Making Sense of Leviticus

The Old Testament book is often seen as something to be endured, rather than a source of great joy.

Sacrifice is weird. And if you’ve read the Old Testament lately, you’ve noticed there’s a lot of it in those 39 books. But why? A quick look at Israel’s sacrificial system can make one wonder whether all these animal carcasses point to a God who needs His pound of flesh in order to be satisfied. But we know God is hardly a malevolent carnivore with an insatiable taste for fresh meat.

This is probably why Leviticus is such a strange book to modern ears—it’s all about sacrifice. Many who try those Bible-in-a-year reading plans get hung up around Leviticus, with its purity laws and priestly regulations, but it’s actually a powerful book that points us in eye-opening ways to Jesus.

A helpful start is to recognize the book’s structure—Leviticus uses a Hebrew literary device known as a chiasm. This means the “bookends” are the same, and working toward the middle are sections that mirror each other; the center is the climax or “main point” of the work. At the center of Leviticus is the Day of Atonement—the highlight of the book we’ll explore later—but the sections surrounding it establish the sacrificial system with the priesthood and point us to life-changing truths along the way.

Life Is Gift

Leviticus opens with different types of sacrifices and offerings. The practice may be bizarre to us today but was common in the ancient world. From Egypt to Italy, China to Mexico, and powerful civilizations to nomadic peoples, it was a staple of many cultures.

Why?

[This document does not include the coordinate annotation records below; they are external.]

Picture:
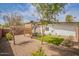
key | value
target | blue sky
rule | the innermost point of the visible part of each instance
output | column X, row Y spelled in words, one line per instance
column 29, row 12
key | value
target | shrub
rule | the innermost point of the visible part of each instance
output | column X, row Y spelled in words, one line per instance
column 9, row 36
column 40, row 52
column 57, row 40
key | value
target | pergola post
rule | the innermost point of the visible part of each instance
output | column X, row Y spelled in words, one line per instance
column 77, row 33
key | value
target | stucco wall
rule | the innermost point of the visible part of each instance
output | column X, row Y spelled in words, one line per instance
column 66, row 30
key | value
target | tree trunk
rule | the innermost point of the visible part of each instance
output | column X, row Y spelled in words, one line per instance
column 42, row 35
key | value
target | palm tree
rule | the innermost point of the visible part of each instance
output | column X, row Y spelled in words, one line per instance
column 48, row 13
column 69, row 18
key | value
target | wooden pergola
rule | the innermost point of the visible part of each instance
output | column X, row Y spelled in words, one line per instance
column 27, row 29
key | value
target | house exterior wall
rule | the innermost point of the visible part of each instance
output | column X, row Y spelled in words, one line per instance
column 65, row 30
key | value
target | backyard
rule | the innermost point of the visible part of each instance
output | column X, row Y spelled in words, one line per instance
column 36, row 30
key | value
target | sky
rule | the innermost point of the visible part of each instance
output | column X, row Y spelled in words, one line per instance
column 29, row 12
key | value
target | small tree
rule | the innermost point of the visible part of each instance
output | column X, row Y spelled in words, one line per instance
column 69, row 18
column 48, row 13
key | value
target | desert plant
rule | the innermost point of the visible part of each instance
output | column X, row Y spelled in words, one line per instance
column 40, row 52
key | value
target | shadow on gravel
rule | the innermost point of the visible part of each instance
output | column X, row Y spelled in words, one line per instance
column 64, row 51
column 25, row 42
column 5, row 48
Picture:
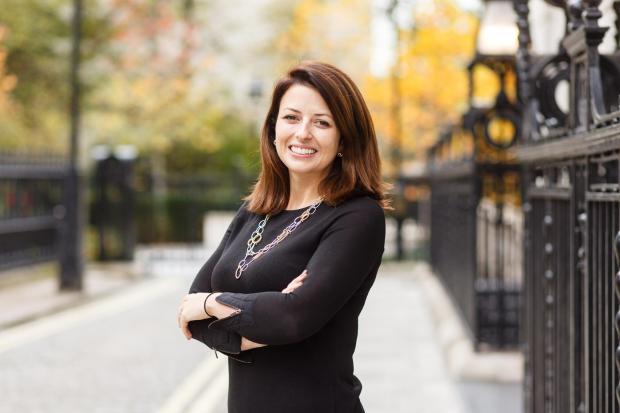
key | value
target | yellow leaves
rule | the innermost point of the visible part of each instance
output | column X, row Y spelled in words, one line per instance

In part, it was to publicly recognize that life is a gift—that we are dependent on the broader creation to receive life and sustenance. (Try going 40-plus days without food or water, and this truth will hit home quick!) Whether it’s the animal whose life is given, the fruit plucked from the tree, or the grain beheaded from its stalk, we must receive sustenance from outside ourselves, life from life given, in order to truly live.

And the proper response is gratitude.

Many of Israel’s sacrifices were simply ways of saying “Thank You” (such as the grain and peace offerings) and “I’m sorry” (such as the sin and guilt offerings). The fact that life is a gift can be hard for us to remember today. We get our meat neatly wrapped in plastic, cut into perfect proportions, clean and sanitized. We’re disconnected from the processes behind the scenes—from the sacrifices that have been made to sustain our life.

With this disconnected approach, it can become easy to live under the illusion that we are autonomous individuals who run on our own steam rather than creatures who belong to the creation that sustains us—and ultimately to the Creator from whom it has come. The most honest way to receive life is to acknowledge that it is given. Our lives are not earned but received; our breath is upheld by gift.

And the appropriate reaction is thankfulness.

The most honest way to receive life is to acknowledge that it is given. Our lives are not earned but received; our breath is upheld by gift.

When we deny this, we cut against the grain of the universe. Around the world, sacrifice was often at the center of community celebration. This was true for Israel as well. Her major national festivals (outlined in Leviticus 23-27) were organized by the priests, and sacrifice was at the center of their labors. The people would come to offer their sacrifices, celebrating who God is and what He had done in their history.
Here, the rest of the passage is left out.